人間の神秘、不思議を探求して60年になります。人間が神秘すぎて分からないことだらけで、苦悩しつつ現在に至っています。しかし、日々新しい発見の連続でもあるので、楽しくもあります。
基礎的な人間理解の探求は、「人間の命の誕生と母親との深い関係」から始まるのです。命の誕生のドラマは、母のお腹の中から始まります。大きなお腹をしている母親を見ると、母親の一人の命に対する深い思いを感じます。赤ちゃんは、子宮の中で丸くなって育つ。その子宮の働きを学んで、計り知れない神秘を感じざるを得ません。調べてみてください。一回きりの命を守る臓器なのです。神秘の世界です。
私は、誕生した『その赤ちゃん』と関わり、『宇宙のような球体的存在』の驚異を知ることになったのです。
赤ちゃんは、球体のようにあらゆる角度から感じ取って生きていることを知りました。6か月ぐらいまでは、100パーセント受けるのみで生きているのです。乳児は、球体そのものです。乳児を平面的に知ろうとしても、理解できないことを知ったのです。大人は、みな胎児期・乳幼児期を経験して生きてきたはずなのに、違う次元を理解するのに苦労しています。
私は、少年のような心で、「どうして?なぜ?」の質問を自分に問いかけ続けてきました。「この問い」に答えるには、とても辛抱強く辛い日々の連続です。
「太陽や地球・月も、なぜ丸いの?」
「太陽、地球は、なぜ燃え尽きないの?」
「地球の中心にあるマグマはなぜ燃え尽きないの?化石燃料や地下水を大量に汲み上げても、なぜ地球は変形しないのだろうか?」と言うような質問と同じように「人間理解」を感じました。
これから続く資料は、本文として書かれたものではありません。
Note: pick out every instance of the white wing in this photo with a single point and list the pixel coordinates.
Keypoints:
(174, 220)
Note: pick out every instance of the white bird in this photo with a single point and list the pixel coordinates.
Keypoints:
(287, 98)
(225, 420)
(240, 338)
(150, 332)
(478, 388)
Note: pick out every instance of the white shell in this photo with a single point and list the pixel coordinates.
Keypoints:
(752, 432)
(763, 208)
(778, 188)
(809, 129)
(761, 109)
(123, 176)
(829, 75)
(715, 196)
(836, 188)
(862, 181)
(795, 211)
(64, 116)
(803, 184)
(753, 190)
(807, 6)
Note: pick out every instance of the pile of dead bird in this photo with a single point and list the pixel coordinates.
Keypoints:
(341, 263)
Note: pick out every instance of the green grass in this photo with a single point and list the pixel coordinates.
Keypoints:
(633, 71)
人間自身が「近代文明の豊かさにおぼれて、心の砂漠化」を感じるのは、私だけだろうか。私は、14歳ごろに観た映画、チャップリンの「モダン・タイムス」の影響を受けているようです。私にとっての人生の教科書は、『映画』でした。映画は、様々な人間模様を学べたのです。15歳ごろから考え始めていました。「自分も人間も何かおかしいぞ。人間について、自分自身について知ろうとしていないで生きているではないか。だから生きる意味もわからないで生きている」。昭和30年代初めのころでした。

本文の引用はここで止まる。